Insights from Quadrant

Indigeneity on tap

A press release from the Australian Water Association:

Melbourne’s water businesses have come together to encourage Indigenous Australians to participate in the water industry.

Melbourne Water, South East Water, City West Water and Yarra Valley Water have collectively recruited Terori Hareko-Samios as Senior Project Manager – First Nation Values of Water.

Hareko-Samios will help the water businesses increase their understanding of Indigenous Australians’ connection to Country.

To achieve that goal, since starting in June, Hareko-Samios has led two workshops focusing on cultural knowledge exchange training and First Nation peoples’ connection to land and water.

“I’m enjoying this new role, there’s a commitment and a lot of goodwill to build strong relationships with the First Nation community [and] Traditional Owners and to build First Nation Water Values knowledge,” Hareko-Samios said.

The initiative comes after the Victorian Government announced the first recipients of its Aboriginal Water Grants Program in July.

This aims to improve water outcomes for Aboriginal Victorians by increasing the input of traditional knowledge from Indigenous owners.

City West Water Managing Director David Ryan said it is important to understand how traditional knowledge can be used to enhance water management and ensure Indigenous Australians are represented in the water sector.

“Over generations, First Nation peoples have managed land and water sustainably, and this role will allow us to tap into their centuries of knowledge and experience,” Ryan said.

“It’s vital that as an industry, we recognise the cultural, spiritual and economic connections First Nation peoples have to land, water and resources in their relationship to Country.”

Comments

6 thoughts on “Indigeneity on tap

  • Geoffrey Luck says:

    This is part of the fiction that aborigines were “custodians” of the country. The fact is their numbers were so small they made little impact, changed nothing and used fire to suit their own purposes for hunting. They had neither the knowledge nor the technology to manage land, and especially water sustainably, so this initiative is simply part of the fantasy world pandering to the myth of an aboriginal “civilisation”.

  • Alice Thermopolis says:

    All about conjuring up pseudo-knowledge to justify the real purpose here – securing water-rights as an extension of land-rights.

    See “Indigenous Australians’ connection to Country” link.

    “It’s hard to validate traditional knowledge; in a science journal, how can I reference my great-great-great-great-great grandfather who showed his descendants and so on about how to protect and care for our waterholes?” Moggridge said.

    [How, indeed?]

    “It’s about seizing opportunities for Indigenous people to show they do have a right to water, and they have knowledge about its management that can add to and improve Western styles of water management.”

    “To give you an idea of what this looks like, Indigenous people own about 20% of the country’s land, much of it in remote and regional areas. However, their water entitlements add up to less than 0.01% of Australian water resources.
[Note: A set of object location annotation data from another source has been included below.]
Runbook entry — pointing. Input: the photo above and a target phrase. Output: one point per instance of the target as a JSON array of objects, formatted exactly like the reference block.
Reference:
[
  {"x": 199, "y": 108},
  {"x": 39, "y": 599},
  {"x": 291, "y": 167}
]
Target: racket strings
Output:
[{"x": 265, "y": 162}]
    Fuelling this disparity is the fact that although many Indigenous Australian’s have intimate knowledge of this country’s land and water, much of that is hard to quantify.

    A 2008 Australian Human Rights Commission report found that Indigenous water rights are not adequately recognised by laws and policy because Indigenous and non-Indigenous perspectives on water management greatly differ.

    “It’s about seizing opportunities for Indigenous people to show they do have a right to water, and they have knowledge about its management that can add to and improve Western styles of water management.”

  • pgang says:

    Orwell didn’t even come close to comprehending the folly of the humanist mindset,

  • Blair says:

    “This aims to improve water outcomes for Aboriginal Victorians …”
    What’s a water outcome?

  • padraic says:

    Another step in the loss of democratic control of our nation state to a minority group in what should be a unified society.

  • Lawrie Ayres says:

    Another case of aborigines invented the internet and were the first to use nuclear power. On a good day the entire pre settlement aboriginal population would use about 5 Ml of water for drinking . No washing as they had nothing to wash and little for cooking since they had nothing to cook in. Melboune probably uses 5Ml or more every hour. I am sure we have much to learn if we return to tank water and weekly baths.